L’équilibre financier du régime général constitue ainsi l’enjeu principal de l’avenir du système. Si rien n’est fait, la Cour table sur un déficit total, tous régimes confondus, de 15 milliards d’euros en 2035 et de 30 milliards en 2045. «Une dégradation nette, rapide et croissante», souligne Pierre Moscovici, malgré quelques timides économies permises par la réforme de 2023. En réduisant le nombre de nouveaux retraités - grâce au recul de l’âge de départ -, elle engendre une économie de 10 milliards d’euros d’ici 2030. Selon la Cour, abroger cette réforme impliquerait donc de trouver 10 milliards d’euros supplémentaires, qui s’ajouteraient au déficit prévu.

«La réforme de 2023 a bien eu des effets positifs sur la trajectoire du système de retraite, mais elle ne suffit pas à couvrir les besoins de financement du système, loin de là», martèle Pierre Moscovici.
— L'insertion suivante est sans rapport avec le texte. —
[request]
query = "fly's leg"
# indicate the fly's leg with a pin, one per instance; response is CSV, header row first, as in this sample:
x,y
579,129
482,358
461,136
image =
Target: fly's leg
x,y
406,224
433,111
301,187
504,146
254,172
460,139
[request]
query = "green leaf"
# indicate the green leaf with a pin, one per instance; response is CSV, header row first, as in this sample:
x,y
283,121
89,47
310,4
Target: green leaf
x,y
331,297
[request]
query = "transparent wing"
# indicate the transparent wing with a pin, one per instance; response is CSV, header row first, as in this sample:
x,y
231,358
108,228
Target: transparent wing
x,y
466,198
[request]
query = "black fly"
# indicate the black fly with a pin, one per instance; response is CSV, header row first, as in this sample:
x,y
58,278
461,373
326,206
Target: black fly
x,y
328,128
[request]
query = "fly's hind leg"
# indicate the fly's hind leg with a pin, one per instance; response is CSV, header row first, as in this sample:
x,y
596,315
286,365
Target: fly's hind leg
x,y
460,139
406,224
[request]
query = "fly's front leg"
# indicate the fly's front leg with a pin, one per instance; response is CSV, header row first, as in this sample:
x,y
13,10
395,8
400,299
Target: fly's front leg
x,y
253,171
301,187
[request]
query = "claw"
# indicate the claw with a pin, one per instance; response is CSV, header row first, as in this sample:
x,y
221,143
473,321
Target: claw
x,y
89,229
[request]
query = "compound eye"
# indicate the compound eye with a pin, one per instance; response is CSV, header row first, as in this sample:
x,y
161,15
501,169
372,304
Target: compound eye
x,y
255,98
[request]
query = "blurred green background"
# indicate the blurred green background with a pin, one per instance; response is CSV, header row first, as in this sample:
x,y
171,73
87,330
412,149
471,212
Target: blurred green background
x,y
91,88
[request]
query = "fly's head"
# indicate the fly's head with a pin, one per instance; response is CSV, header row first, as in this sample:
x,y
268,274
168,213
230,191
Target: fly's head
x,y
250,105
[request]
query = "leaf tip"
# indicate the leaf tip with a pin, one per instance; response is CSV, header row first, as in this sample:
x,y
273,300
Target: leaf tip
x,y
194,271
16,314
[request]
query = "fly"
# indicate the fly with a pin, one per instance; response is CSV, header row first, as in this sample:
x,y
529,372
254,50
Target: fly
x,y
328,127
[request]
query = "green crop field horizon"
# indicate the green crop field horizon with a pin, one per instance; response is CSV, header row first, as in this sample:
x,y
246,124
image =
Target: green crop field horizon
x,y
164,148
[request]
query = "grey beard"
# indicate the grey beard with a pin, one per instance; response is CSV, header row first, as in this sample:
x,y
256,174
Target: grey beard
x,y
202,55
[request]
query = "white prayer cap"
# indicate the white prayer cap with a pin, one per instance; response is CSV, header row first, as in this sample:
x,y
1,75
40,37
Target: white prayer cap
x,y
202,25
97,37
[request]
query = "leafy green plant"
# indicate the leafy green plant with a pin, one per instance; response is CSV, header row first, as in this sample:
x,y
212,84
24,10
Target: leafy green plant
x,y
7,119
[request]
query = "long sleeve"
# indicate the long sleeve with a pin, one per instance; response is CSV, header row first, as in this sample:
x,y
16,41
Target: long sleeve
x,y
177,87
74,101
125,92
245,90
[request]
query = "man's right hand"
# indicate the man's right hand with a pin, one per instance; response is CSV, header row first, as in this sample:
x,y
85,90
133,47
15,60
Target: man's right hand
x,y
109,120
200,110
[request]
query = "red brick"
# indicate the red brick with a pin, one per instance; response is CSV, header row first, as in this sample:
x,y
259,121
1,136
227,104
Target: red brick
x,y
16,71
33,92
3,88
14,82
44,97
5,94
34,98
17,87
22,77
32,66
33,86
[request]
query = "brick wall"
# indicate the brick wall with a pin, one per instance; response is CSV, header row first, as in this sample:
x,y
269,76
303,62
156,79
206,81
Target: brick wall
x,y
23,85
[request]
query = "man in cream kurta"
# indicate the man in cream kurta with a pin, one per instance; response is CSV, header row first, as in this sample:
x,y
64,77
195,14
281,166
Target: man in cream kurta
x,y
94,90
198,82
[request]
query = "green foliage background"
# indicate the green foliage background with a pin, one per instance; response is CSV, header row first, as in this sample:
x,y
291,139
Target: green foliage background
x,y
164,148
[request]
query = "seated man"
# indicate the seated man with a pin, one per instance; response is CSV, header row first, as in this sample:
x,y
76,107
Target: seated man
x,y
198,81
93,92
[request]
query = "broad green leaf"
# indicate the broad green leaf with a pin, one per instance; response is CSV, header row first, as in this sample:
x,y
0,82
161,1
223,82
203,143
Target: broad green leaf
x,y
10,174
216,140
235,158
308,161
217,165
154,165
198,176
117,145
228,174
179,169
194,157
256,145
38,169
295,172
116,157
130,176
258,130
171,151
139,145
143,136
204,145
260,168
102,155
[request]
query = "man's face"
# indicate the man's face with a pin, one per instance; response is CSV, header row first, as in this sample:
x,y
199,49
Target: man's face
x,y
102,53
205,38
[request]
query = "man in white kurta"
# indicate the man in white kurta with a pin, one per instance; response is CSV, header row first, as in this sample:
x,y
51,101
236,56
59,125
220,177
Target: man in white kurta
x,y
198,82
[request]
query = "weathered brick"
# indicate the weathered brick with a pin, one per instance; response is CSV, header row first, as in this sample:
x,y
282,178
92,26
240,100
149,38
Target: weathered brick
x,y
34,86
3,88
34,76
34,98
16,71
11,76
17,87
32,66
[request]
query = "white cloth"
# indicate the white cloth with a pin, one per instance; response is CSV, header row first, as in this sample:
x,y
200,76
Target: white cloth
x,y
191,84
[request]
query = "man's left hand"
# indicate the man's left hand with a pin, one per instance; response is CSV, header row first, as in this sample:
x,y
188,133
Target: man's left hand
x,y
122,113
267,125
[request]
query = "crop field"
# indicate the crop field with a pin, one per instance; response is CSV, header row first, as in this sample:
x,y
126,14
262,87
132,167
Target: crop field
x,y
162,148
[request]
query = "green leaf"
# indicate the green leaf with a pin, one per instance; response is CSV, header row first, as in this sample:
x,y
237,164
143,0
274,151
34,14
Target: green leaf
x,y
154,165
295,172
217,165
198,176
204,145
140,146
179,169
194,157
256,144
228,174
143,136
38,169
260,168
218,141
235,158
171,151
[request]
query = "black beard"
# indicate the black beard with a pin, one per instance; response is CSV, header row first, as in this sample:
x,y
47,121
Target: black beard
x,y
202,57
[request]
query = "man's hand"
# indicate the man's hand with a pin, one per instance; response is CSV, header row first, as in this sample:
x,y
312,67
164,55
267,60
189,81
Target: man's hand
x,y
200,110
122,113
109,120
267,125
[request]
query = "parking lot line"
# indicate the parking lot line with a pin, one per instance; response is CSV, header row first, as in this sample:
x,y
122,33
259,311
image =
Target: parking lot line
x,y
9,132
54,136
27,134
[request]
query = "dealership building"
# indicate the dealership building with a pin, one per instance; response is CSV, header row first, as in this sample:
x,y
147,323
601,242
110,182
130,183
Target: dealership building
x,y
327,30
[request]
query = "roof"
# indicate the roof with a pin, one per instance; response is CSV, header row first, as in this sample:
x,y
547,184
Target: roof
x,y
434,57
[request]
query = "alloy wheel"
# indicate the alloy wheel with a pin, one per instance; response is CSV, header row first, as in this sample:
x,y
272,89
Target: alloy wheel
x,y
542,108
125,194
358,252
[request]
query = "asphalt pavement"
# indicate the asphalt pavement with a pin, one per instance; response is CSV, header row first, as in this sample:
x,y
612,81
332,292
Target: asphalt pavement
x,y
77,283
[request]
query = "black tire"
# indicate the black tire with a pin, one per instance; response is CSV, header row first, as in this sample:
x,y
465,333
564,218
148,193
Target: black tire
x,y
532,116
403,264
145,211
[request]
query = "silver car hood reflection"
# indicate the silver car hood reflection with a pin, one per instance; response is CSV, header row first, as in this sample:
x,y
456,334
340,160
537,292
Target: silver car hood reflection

L’enjeu est donc d’aller encore plus loin. Fixer à 63 au lieu de 64 ans l’âge légal de départ coûterait 5,8 milliards d’euros, alors que le porter à 65 ans permettrait d’économiser jusqu’à 8,4 milliards d’ici 2035. Ce levier de l’âge légal produirait des effets importants à court terme, mais plus réduits à moyen terme. C’est cependant une ligne rouge pour une large partie des syndicats, qui ne manqueront pas de le rappeler lors des discussions avec le patronat.

Plusieurs leviers pour assurer un équilibre du système

Outre l’âge pivot, la Cour des comptes présente plusieurs autres leviers qui permettraient d’assurer le financement pérenne du système. La réforme de 2023 implique la prise en compte de 172 trimestres (43 ans) dans le calcul des droits à la retraite. Réduire le nombre d’années prises en compte à 42 ans dégraderait le solde des retraites 3,9 milliards d’euros en 2035. En revanche, l’allonger d’un an rapporterait 5,2 milliards. Un gain financier moindre que celui de l’âge légal, mais dont les bénéfices s’accroissent avec le temps. «Cela découle d’une montée en puissance plus lente de ces effets, qui continuent à s’amplifier sur les exercices ultérieurs», explique la Cour.

Plus technique et insidieux, le changement du nombre de trimestres pris en compte risquerait tout de même d’être aussi impopulaire que le report de l’âge de départ, qui avait fait sortir des millions de Français dans les rues en 2023. Les autres leviers relevés par la Cour concernent le montant des cotisations - mais dont la hausse pourrait avoir des effets négatifs sur l’économie, bien qu’ils soient difficiles à mesurer - et les conditions d’indexation des pensions. Une sous-indexation d’un point par rapport à l’inflation permettrait d’économiser 2,9 milliards dès 2025.

Avec ce rapport, qui rappelle l’inéluctable déficit à venir du système des retraites, la Cour des comptes a rempli sa part du marché. La balle est désormais dans le camp des syndicats et du patronat, à qui il revient d’étudier les différents leviers permettant d’assurer l’avenir du système de retraite. «Le seul scénario que nous faisons à ce stade, c’est celui d’un accord entre les partenaires sociaux», promet-on du côté de Matignon. L’entourage du premier ministre précise que François Bayrou «leur fait confiance pour s’emparer de ce rapport». Les représentants des salariés et des entreprises, qui devraient se réunir pour la première fois en fin de semaine prochaine, choisiront d’ailleurs toutes les thématiques à aborder. «Le gouvernement ne met rien sur la table», martèle Matignon. «Il ne fait que remettre en chantier le sujet des retraites». Un chantier immense, que les syndicats et le patronat sont maintenant les seuls à pouvoir terminer.